Le Temps

Bruxelles active ses outils pour ramener Rome dans les clous budgétaire­s

- SOLENN PAULIC, BRUXELLES

La Commission envisage d’ouvrir contre Rome une procédure pour déficit excessif en raison de sa dette galopante. La troisième économie de la zone euro inquiète aussi par les incertitud­es politiques. Les Etats membres pourraient donner un premier avis la semaine prochaine

Il y a les petits écarts et les claires déviations de route. Si elle avait pu être patiente fin 2018, la Commission européenne a décidé de passer à l'acte et a demandé mercredi aux autres Etats membres s'il n'était pas désormais temps d'ouvrir contre Rome une procédure pour déficit excessif sur le critère de sa dette.

Les chiffres parlent d'eux-mêmes: la dette italienne qui s'élevait déjà à 132,2% du produit intérieur brut (PIB) italien en 2018, contre 131,4% en 2017, continue d'augmenter dangereuse­ment et, selon l'exécutif bruxellois, elle pourrait passer à 133,7% en 2019 et à 135% en 2020.

Mais, surtout, Rome s'est aussi écarté de ses objectifs en termes de déficit structurel, accusant pour 2018 une aggravatio­n de 0,1 point du PIB quand elle était censée le réduire de 0,3 point. Une combinaiso­n de chiffres, associée à des taux d'intérêt qui n'ont cessé d'augmenter ces derniers jours, qui l'ont poussée à agir. Facteur aggravant: des incertitud­es politiques majeures avec une coalition qui se dispute les mesures coûteuses les plus populaires.

Pour le vice-président chargé du dossier, le Letton Valdis Dombrovski­s, le pays paie maintenant pour le service de sa dette «autant que pour son système éducatif». Il a fait de «mauvais choix budgétaire­s» qui nuisent au pays, à la confiance des investisse­urs mais aussi à la croissance (0,1% au premier trimestre 2019). «Tous les signaux sont au rouge», a-t-il résumé.
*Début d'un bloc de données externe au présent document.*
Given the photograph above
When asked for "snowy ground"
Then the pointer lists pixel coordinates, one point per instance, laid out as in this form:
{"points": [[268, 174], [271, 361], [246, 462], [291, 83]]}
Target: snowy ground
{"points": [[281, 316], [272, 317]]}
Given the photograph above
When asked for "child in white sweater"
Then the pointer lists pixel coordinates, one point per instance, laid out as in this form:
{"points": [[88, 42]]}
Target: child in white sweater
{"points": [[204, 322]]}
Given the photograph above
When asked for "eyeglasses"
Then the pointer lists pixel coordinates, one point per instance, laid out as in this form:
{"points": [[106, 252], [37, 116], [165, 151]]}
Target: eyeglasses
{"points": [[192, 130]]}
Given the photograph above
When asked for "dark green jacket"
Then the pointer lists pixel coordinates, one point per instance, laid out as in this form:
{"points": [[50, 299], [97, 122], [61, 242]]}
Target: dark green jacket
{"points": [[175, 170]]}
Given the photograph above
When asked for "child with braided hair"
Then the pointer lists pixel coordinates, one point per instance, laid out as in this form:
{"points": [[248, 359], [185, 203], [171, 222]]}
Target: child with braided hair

Pas question de laisser les choses s’aggraver

Or l'Italie n'est pas la Grèce et, concernant la troisième économie de la zone euro, pas question de laisser les choses s'aggraver. Ni de permettre au pays de s'éloigner des règles du Pacte de stabilité, comme l'a menacé Matteo Salvini. «Pourquoi avons-nous créé ce Pacte? Parce que des évènements dans un Etat membre ont des effets sur les autres», a sobrement rappelé le Letton.

Le secteur bancaire italien est par exemple en ligne de mire, détenant une bonne partie de cette dette italienne et ne pouvant ainsi plus investir dans d'autres secteurs de l'économie italienne, mais d'autres banques de la zone euro sont aussi sur place.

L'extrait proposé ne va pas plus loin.